My next big appointment was Monday, April 11th with the Medical Oncologist Dr. Maryliza El Masry. She will lead the charge on the chemotherapy treatment. She is my OFFENSIVE COACH. She has staged me at STAGE 3. I was just as impressed with her knowledge and confidence in her treatment plan as I was with Dr. Amersi. She specializes in breast cancer oncology. I want the best playbook to win the games ahead. I will be working with her and her team once a week, every three weeks for 18 weeks. SIX total chemo treatments. This will take me to the END OF JULY. One treatment this month, two in May, one in June and two in July. If all goes well and my BLOOD CELL COUNT is good, I will be able to stay on the calendar. I will be taking four types of chemotherapy drugs (more on that later). It will be given to me INTRAVENOUSLY via a chemo PORT inserted into my left arm. I also had an ECHO CARDIOGRAM done to confirm my heart is healthy for chemotherapy. The chemotherapy is starting
TOMORROW Wednesday, April 13th. I am READY to get this fight started. I am giving the cancer the respect it deserves but I WILL SURVIVE. I am a #SurvivorFromDayOne has become my MANTRA. This cancer has opened my eyes to what is really important in my life. Being open to sharing this story will help me to get through this. It has already done this for me thus far.

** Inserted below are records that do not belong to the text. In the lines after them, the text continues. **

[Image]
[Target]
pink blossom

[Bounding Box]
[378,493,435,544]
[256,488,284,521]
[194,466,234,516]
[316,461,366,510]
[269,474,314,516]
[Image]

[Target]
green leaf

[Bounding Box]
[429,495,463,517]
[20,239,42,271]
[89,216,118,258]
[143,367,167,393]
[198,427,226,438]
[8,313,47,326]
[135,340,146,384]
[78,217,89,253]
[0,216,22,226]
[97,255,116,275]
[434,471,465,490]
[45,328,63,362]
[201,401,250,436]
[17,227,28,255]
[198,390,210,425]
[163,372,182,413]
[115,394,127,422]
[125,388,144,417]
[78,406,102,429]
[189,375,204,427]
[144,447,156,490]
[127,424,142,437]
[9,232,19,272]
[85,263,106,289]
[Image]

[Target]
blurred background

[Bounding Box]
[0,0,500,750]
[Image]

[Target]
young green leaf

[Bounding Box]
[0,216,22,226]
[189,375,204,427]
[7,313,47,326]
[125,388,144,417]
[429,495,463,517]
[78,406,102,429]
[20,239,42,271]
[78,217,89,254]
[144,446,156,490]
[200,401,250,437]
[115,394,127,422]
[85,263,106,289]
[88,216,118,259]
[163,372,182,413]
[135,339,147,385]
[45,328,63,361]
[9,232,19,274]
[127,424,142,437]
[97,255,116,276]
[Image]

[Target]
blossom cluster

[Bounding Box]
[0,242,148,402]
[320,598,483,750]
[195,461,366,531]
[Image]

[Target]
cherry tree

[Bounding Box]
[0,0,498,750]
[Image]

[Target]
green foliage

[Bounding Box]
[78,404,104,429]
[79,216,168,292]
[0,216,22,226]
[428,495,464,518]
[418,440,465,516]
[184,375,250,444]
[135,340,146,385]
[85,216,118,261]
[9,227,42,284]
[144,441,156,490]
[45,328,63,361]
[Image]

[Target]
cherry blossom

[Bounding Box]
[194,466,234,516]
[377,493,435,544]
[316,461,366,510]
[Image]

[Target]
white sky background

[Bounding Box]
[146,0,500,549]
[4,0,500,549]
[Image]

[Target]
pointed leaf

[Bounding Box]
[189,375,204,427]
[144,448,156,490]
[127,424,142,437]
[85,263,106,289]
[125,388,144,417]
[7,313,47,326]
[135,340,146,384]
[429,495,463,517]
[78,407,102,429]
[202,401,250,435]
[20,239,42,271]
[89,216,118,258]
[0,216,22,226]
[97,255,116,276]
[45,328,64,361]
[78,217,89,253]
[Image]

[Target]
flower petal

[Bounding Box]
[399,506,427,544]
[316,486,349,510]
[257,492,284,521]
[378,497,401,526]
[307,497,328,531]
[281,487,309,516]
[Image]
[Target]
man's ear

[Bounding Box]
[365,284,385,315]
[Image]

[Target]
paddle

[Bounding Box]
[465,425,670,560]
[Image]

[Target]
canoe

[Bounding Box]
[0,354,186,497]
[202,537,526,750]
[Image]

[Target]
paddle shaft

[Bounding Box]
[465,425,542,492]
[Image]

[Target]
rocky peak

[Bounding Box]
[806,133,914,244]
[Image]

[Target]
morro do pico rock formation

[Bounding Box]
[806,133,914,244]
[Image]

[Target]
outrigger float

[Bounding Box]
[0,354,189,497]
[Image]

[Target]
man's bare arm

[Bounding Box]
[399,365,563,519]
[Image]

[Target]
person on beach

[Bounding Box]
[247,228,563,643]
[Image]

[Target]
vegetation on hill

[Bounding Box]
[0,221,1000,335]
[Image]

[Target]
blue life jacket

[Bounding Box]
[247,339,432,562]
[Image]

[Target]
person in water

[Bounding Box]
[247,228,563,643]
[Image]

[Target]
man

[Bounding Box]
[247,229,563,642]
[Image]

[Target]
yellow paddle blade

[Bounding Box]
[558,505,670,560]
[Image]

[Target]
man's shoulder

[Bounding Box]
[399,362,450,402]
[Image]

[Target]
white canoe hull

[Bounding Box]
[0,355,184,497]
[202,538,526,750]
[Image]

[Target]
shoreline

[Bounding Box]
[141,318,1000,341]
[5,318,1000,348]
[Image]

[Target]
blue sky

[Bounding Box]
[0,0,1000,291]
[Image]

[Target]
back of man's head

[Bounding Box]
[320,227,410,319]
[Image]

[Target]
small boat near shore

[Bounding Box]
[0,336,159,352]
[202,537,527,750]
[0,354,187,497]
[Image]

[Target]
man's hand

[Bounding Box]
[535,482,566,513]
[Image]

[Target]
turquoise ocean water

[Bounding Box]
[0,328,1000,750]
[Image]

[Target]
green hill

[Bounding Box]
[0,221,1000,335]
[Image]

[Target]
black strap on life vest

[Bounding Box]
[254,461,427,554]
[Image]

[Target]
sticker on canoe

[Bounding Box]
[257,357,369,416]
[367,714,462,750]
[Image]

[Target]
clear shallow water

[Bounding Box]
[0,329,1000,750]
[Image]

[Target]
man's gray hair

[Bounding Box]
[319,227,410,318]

As I head into this first true test of my strength, I feel very confident in my team and the care I am receiving. So many angels and guides are surrounding me. I am so very THANKFUL for the support and all the kinds words. Your blessings, prayers, good vibes, good joo joo, prayer group prayers or your messages public or private have all made my SOUL stronger. Please feel free to keep them coming. My soul feels strong but there will tough days along the way for sure. Reaching into my healing bank will be my saving GRACE.